Lors du calcul des amplitudes pour les résultats mesurés, seules les tranches qui correspondent aux résultats réels mesurés doivent être calculées. En d'autres termes, dans le but d'évaluer les performances d'un dispositif quantique sur la base de résultats mesurés, une simulation complète n'est pas nécessaire et il n'est pas nécessaire d'engager des coûts de calcul exponentiels en nombre de qubits. C'est un avantage important de notre approche.
Cependant, si l'on est réellement intéressé à effectuer des simulations complètes, notre méthode de découpage présente un autre avantage en ce sens que les tranches peuvent être calculées de manière totalement indépendante d'une manière embarrassante en parallèle, ce qui signifie qu'elles peuvent être facilement séparées, ce qui permet de répartir les calculs sur un réseau de ressources informatiques hautes performances faiblement couplées. Cette possibilité change complètement l'économie des simulations complètes, permettant de simuler des circuits quantiques que l'on croyait auparavant impossibles à simuler.

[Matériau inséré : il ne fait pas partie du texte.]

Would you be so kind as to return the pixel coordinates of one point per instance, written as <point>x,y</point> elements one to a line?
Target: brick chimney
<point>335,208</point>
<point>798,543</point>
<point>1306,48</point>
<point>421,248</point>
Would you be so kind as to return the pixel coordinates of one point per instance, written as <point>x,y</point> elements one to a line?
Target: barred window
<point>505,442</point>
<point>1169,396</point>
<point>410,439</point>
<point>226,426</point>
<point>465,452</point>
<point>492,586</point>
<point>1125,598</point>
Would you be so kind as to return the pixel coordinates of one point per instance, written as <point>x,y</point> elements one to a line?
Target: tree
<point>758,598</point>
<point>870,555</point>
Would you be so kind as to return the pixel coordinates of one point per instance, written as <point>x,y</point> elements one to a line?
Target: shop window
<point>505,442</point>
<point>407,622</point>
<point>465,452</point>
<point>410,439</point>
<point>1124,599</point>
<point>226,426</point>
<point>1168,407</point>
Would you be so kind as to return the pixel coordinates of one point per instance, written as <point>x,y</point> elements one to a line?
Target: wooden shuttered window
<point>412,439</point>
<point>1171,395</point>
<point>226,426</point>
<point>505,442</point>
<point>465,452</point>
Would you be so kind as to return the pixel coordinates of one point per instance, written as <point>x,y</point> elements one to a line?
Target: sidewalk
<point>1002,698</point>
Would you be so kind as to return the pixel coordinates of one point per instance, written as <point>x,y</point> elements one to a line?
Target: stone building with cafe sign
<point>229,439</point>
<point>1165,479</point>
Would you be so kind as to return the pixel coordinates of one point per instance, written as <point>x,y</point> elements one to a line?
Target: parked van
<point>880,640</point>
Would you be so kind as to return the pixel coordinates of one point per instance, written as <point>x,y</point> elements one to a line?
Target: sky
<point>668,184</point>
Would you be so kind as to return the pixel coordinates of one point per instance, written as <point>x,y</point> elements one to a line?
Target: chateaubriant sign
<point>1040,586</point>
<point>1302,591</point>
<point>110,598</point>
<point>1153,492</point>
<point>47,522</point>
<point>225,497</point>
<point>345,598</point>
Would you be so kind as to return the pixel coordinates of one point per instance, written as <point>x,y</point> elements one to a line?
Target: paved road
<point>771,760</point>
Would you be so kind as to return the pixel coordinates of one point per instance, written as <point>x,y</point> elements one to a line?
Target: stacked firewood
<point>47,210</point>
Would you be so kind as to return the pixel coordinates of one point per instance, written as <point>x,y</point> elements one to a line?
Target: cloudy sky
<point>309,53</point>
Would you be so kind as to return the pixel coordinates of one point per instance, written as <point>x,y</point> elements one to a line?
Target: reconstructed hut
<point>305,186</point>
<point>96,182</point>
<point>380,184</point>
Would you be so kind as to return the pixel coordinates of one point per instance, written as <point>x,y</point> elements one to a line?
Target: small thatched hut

Simulation de circuits 49 et 56 qubits à l'aide d'un supercalculateur
Notre équipe de recherche a contacté le Lawrence Livermore National Laboratory (LLNL) et l'Université de l'Illinois pour transformer cette dernière possibilité en réalité. En utilisant le supercalculateur Vulcan du LLNL et le Cyclops Tensor Framework développé à l'origine à l'Université de Californie, Berkeley pour faire les manipulations du tenseur, nous avons d'abord choisi de simuler un circuit aléatoire universel de 49 qubits de profondeur 27, qui a été proposé comme une démonstration de la soi-disant suprématie quantique. Pour cette simulation, les calculs ont été divisés en 2^11 tranches avec 2^38 amplitudes calculées par tranche; 4,5 téraoctets étaient nécessaires pour contenir les valeurs du tenseur. Les calculs de tranches ont été parallélisés de manière embarrassante sur six groupes de quatre racks de processeurs, où chaque groupe de quatre racks en comprenait 4, 096 nœuds de traitement avec un total de 64 téraoctets de mémoire. De tels circuits de 49 qubits étaient auparavant considérés comme impossibles à simuler car les méthodes précédentes auraient nécessité huit pétaoctets de mémoire, qui dépasse la capacité des supercalculateurs existants.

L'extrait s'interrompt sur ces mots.